AccueilSaaSDemandes de démo Google Ads : la conversion qui coûte deux fois quand elle est mauvaise

Demandes de démo Google Ads : la conversion qui coûte deux fois quand elle est mauvaise

En bref

On n’optimise pas des démos demandées, on optimise des démos TENUES : une soumission sans présence coûte deux fois, le clic et l’heure commerciale. Friction assumée, landing page qui vend la réunion, mesure aval : le juge est le coût par démo utile, jamais le CPL.

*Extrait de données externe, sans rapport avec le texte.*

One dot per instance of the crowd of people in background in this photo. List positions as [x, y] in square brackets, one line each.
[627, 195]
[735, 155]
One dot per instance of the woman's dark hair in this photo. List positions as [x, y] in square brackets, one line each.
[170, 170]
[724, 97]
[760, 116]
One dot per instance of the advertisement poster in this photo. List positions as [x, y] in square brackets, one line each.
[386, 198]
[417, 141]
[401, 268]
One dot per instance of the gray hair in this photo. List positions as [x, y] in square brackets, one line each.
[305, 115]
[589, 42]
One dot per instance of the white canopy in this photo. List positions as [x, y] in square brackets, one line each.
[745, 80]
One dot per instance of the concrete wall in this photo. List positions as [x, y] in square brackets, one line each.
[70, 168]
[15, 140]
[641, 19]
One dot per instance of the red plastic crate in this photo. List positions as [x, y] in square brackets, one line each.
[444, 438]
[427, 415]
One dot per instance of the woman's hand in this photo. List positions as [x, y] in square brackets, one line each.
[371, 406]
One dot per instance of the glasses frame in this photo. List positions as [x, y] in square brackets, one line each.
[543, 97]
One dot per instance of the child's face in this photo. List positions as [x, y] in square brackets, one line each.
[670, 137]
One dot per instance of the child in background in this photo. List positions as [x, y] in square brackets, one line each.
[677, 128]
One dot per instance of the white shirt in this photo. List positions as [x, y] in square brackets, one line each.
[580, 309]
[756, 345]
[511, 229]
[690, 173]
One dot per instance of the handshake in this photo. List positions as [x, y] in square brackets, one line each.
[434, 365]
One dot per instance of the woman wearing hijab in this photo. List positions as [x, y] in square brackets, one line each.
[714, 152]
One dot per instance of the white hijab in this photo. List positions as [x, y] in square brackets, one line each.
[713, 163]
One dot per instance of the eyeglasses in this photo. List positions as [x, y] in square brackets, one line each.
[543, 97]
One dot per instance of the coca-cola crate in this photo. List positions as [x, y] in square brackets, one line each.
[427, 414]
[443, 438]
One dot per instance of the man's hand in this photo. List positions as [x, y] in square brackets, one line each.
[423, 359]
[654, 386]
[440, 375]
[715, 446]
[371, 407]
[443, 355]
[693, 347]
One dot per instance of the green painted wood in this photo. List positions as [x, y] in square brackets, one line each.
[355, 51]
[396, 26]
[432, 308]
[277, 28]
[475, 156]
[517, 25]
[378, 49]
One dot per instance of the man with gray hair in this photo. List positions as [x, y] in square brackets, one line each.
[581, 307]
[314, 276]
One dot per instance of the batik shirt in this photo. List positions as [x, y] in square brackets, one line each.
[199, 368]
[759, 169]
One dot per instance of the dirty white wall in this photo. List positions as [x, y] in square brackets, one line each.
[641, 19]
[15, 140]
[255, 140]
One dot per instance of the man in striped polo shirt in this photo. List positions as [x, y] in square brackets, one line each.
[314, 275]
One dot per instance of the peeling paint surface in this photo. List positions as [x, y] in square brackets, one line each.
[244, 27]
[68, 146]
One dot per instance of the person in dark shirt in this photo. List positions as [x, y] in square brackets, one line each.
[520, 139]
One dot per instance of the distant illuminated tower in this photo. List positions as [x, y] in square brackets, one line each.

Une conversion e-commerce ratée coûte un clic. Une demande de démo ratée coûte un clic, puis quarante-cinq minutes d’un commercial, un créneau d’agenda, et un pipeline qui se remplit de bruit.

C’est la particularité du SLG que les comptes Google Ads ignorent structurellement : leur métrique s’arrête au formulaire, alors que le coût et la valeur commencent après.

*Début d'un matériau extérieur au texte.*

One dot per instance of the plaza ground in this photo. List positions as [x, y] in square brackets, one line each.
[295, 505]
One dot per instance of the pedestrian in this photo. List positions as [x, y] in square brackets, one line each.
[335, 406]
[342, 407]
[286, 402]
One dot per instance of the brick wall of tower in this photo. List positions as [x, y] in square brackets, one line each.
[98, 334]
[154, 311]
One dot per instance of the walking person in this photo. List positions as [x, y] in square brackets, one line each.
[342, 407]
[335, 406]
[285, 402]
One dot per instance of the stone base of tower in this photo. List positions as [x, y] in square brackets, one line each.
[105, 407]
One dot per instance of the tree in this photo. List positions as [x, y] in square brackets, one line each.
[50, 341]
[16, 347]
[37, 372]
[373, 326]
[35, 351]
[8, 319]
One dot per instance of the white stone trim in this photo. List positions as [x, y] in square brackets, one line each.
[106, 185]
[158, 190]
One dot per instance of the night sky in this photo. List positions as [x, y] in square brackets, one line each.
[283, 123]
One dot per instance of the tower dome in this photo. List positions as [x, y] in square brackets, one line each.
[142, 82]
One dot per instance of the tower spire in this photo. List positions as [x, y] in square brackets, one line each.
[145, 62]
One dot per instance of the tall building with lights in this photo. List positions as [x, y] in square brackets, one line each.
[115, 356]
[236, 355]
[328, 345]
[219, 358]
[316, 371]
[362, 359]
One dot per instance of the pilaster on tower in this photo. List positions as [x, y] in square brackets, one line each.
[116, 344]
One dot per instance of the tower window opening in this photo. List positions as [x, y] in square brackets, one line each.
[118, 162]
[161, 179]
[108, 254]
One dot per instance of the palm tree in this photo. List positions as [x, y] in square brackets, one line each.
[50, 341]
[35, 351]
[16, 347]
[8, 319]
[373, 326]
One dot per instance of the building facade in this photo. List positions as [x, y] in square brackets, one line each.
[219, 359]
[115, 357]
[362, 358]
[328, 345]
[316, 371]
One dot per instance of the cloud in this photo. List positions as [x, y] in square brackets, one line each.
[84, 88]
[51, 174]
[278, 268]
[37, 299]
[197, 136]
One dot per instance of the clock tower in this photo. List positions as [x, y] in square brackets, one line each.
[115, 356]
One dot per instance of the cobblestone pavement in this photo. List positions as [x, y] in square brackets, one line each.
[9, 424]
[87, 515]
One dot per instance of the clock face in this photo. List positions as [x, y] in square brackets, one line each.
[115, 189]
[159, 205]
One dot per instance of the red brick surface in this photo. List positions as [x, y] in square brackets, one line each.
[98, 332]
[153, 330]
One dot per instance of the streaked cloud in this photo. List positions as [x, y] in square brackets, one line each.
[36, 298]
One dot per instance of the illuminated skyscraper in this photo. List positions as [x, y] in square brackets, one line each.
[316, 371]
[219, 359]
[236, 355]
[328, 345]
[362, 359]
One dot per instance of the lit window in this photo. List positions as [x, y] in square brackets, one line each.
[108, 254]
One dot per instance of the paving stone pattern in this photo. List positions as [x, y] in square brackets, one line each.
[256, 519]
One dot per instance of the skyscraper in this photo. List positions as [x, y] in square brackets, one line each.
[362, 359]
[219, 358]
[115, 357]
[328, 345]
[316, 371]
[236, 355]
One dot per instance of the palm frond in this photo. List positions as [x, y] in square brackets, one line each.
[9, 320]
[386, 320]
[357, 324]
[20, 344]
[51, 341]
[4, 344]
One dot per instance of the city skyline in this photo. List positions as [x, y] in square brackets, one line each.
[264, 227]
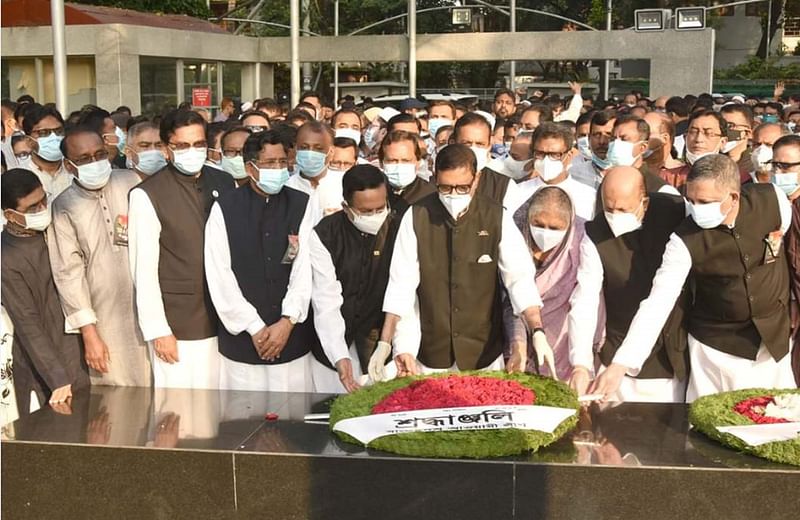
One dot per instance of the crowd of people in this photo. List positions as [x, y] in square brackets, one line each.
[638, 249]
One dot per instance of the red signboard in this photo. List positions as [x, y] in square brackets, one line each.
[201, 97]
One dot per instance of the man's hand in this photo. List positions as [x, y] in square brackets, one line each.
[278, 336]
[166, 349]
[377, 362]
[579, 379]
[345, 369]
[607, 383]
[519, 358]
[97, 356]
[544, 353]
[61, 395]
[260, 340]
[406, 365]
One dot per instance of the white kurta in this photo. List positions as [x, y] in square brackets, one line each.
[239, 315]
[515, 264]
[712, 371]
[198, 365]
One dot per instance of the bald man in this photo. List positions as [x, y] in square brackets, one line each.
[619, 257]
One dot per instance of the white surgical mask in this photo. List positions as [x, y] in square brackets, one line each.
[189, 161]
[762, 155]
[370, 224]
[400, 175]
[349, 133]
[455, 204]
[621, 223]
[709, 215]
[547, 239]
[515, 168]
[482, 154]
[94, 175]
[548, 168]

Le dispositif se construit à rebours du réflexe « maximiser les soumissions » : chaque pièce s’organise autour des démos tenues par les bonnes personnes.

La friction assumée : le formulaire est un outil de tri

« Formulaire court = bon formulaire » : vrai quand on achète du volume, faux quand chaque soumission déclenche une heure humaine.

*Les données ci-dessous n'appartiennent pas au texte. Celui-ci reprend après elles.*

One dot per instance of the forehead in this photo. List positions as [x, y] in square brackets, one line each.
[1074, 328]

Le formulaire de démo est un filtre assumé : la taille d’entreprise, le rôle, le cas d’usage, trois champs qui coûtent quelques pourcents de taux de soumission et économisent des semaines d’agenda commercial.

Le conseil de terrain
L’arbitrage se calcule, il ne se devine pas : si un champ de qualification fait passer le taux de démos tenues-qualifiées de 40 à 65 %, le CPL apparent peut monter de 30 %, le coût par démo utile, lui, baisse. C’est lui le juge, jamais le CPL.

Le réglage fin appartient à chaque pipeline ; le principe est invariant : on calibre la friction sur ce que l’aval peut absorber et mérite de recevoir.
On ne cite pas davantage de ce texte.